1 files changed, 310 insertions, 49 deletions
diff --git a/src/common/dwarf/dwarf2reader.cc b/src/common/dwarf/dwarf2reader.cc
index fb6d7c4d..92ceb4a1 100644
--- a/src/common/dwarf/dwarf2reader.cc
+++ b/src/common/dwarf/dwarf2reader.cc
@@ -1245,6 +1245,8 @@ class CallFrameInfo::State {
   //   'o'  unsigned LEB128 offset          (OPERANDS->offset)
   //   's'  signed LEB128 offset            (OPERANDS->signed_offset)
   //   'a'  machine-size address            (OPERANDS->offset)
+  //        (If the CIE has a 'z' augmentation string, 'a' uses the
+  //        encoding specified by the 'R' argument.)
   //   '1'  a one-byte offset               (OPERANDS->offset)
   //   '2'  a two-byte offset               (OPERANDS->offset)
   //   '4'  a four-byte offset              (OPERANDS->offset)
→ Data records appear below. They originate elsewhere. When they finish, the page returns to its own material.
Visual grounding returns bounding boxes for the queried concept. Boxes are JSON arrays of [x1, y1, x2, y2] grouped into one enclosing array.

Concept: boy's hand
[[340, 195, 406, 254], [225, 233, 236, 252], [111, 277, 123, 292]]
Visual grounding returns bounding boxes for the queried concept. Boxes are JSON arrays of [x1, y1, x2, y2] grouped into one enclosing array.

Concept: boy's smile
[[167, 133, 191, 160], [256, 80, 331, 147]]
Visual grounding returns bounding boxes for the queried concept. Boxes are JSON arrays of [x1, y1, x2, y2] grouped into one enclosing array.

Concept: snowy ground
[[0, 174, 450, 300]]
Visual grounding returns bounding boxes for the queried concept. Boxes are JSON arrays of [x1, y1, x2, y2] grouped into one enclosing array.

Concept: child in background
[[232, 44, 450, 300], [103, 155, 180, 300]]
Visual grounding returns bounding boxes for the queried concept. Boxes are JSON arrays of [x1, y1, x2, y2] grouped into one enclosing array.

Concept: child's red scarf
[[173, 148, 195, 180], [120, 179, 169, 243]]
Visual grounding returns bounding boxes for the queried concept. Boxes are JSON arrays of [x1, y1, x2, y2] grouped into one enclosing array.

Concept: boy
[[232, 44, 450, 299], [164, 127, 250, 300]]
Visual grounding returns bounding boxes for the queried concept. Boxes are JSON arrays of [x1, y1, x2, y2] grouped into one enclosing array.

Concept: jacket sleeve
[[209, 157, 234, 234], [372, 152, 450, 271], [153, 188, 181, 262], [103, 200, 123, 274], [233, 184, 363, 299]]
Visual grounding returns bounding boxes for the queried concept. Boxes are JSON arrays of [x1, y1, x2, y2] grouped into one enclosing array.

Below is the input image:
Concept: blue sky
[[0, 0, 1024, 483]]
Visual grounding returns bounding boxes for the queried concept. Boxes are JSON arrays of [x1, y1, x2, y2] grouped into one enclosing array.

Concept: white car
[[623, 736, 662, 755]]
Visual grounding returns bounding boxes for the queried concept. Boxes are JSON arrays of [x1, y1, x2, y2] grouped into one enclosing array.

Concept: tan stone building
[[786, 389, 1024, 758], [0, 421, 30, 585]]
@@ -1381,9 +1383,11 @@ bool CallFrameInfo::State::ParseOperands(const char *format,
         break;
 
       case 'a':
-        if (reader_->AddressSize() > bytes_left) return ReportIncomplete();
-        operands->offset = reader_->ReadAddress(cursor_);
-        cursor_ += reader_->AddressSize();
+        operands->offset =
+          reader_->ReadEncodedPointer(cursor_, entry_->cie->pointer_encoding,
+                                      &len);
+        if (len > bytes_left) return ReportIncomplete();
+        cursor_ += len;
         break;
 
       case '1':
@@ -1773,15 +1777,24 @@ bool CallFrameInfo::ReadEntryPrologue(const char *cursor, Entry *entry) {
   entry->kind = kUnknown;
   entry->end = NULL;
 
-  // Read the initial length. This sets reader_'s offset size. The length
-  // could be something like (uint64)-1, so we have to do two comparisons
-  // here.
+  // Read the initial length. This sets reader_'s offset size.
   size_t length_size;
   uint64 length = reader_->ReadInitialLength(cursor, &length_size);
-  if (length_size > size_t(buffer_end - cursor) ||
-      length > size_t(buffer_end - (cursor + length_size)))
+  if (length_size > size_t(buffer_end - cursor))
     return ReportIncomplete(entry);
   cursor += length_size;
+
+  // In a .eh_frame section, a length of zero marks the end of the series
+  // of entries.
+  if (length == 0 && eh_frame_) {
+    entry->kind = kTerminator;
+    entry->end = cursor;
+    return true;
+  }
+
+  // Validate the length.
+  if (length > size_t(buffer_end - cursor))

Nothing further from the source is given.